Abstract

Abstract Background Hepatocellular carcinoma (HCC) usually occurs within an underlying chronic liver disease such as cirrhosis with limited liver function. Liver resection is an effective treatment option. Most studies investigating the benefits of anatomic (ALR) versus non-anatomic (NALR) liver resections in cirrhotic HCC patients involve Asian populations with different underlying chronic liver diseases. Aims NALR limits the resection of liver parenchyma, and therefore could reduce postoperative liver failure, while the effects on survival rates remain unclear. European data are desperately needed. Methods This is a retrospective and prospective multicentre cohort study, including all patients undergoing liver resection for HCC between 2009 and 2020 from 3 specialised centres in Switzerland and Germany. Patients were stratified for cirrhosis and no cirrhosis. Complications and survival rates were analysed using univariate and multivariate Cox regression models. Results 298 patients were included. Median follow-up time was 52.76 months. 158/298 (53%) patients presented with cirrhosis. Cirrhotic patients after ALR (n=64/158) showed a significantly longer ICU stay (p=0.017) and postoperative in-hospital stay (p=0.007) compared to after NALR (n=94/158), while the NALR group showed significantly more postoperative complications (p<0.001), but the rate of liver insufficiency was not significantly different after NALR versus ALR (p=0.846).
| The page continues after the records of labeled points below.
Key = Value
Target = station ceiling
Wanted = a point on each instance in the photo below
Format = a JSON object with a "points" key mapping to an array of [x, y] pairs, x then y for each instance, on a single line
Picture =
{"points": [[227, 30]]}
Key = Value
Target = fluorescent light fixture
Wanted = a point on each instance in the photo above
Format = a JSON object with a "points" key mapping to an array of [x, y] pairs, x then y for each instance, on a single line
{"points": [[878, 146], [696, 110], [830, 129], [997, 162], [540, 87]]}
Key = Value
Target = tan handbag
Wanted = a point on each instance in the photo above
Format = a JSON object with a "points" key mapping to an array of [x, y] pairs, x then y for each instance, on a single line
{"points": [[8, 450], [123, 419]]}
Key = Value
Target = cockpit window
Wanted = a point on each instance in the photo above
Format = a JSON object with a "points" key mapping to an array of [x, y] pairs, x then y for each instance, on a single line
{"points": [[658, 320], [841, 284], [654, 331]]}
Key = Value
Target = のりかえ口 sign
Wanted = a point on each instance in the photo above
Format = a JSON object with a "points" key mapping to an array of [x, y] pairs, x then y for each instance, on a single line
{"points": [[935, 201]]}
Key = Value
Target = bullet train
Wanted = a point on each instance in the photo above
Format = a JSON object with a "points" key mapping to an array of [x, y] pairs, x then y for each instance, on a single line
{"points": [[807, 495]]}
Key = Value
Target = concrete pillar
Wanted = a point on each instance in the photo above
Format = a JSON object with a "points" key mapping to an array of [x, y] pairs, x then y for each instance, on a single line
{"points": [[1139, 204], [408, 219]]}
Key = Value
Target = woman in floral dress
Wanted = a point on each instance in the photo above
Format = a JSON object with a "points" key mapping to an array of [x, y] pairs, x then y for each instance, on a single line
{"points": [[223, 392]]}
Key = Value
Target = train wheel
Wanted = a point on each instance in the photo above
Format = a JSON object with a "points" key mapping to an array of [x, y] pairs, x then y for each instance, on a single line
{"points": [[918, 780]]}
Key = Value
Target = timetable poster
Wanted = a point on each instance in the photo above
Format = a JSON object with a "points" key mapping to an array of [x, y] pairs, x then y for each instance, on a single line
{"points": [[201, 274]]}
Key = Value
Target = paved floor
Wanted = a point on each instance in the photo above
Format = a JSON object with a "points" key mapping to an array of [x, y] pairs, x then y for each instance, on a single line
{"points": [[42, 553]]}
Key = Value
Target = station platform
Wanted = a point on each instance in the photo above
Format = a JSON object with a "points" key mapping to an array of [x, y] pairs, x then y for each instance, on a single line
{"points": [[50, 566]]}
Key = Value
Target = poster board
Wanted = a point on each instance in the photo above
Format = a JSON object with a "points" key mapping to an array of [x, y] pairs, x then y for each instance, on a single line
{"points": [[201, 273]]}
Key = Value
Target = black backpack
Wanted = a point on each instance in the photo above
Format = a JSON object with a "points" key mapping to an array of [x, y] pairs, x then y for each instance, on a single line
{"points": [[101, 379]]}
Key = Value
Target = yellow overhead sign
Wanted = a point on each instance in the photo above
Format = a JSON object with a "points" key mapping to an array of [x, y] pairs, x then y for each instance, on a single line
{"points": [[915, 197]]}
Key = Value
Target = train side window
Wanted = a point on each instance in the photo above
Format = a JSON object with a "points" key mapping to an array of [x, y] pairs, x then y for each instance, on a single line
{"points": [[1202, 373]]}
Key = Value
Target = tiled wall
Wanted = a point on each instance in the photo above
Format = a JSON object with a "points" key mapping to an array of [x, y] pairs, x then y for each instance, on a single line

Overall survival (OS) and recurrence free survival (RFS) in cirrhotic versus non-cirrhotic patients were not significantly different (adjusted HR 0.78 (95% CI 0.53-1.15, p=0.21) and adjusted HR 0.82 (95% CI 0.64-1.24, p=0.27), respectively). A trend towards better OS and RFS could be observed favouring NALR in cirrhotic patients (for OS adjusted HR 0.55 (95% CI 0.28-1.07, p=0.08) and for RFS adjusted HR 0.55 (95% CI 0.30-1.01, p=0.06)). Conclusions European patients with cirrhosis could benefit from NALR regarding longer OS and RFS. NALR is associated with a significantly higher complication rate compared to ALR, but not with a higher rate of postoperative liver insufficiency.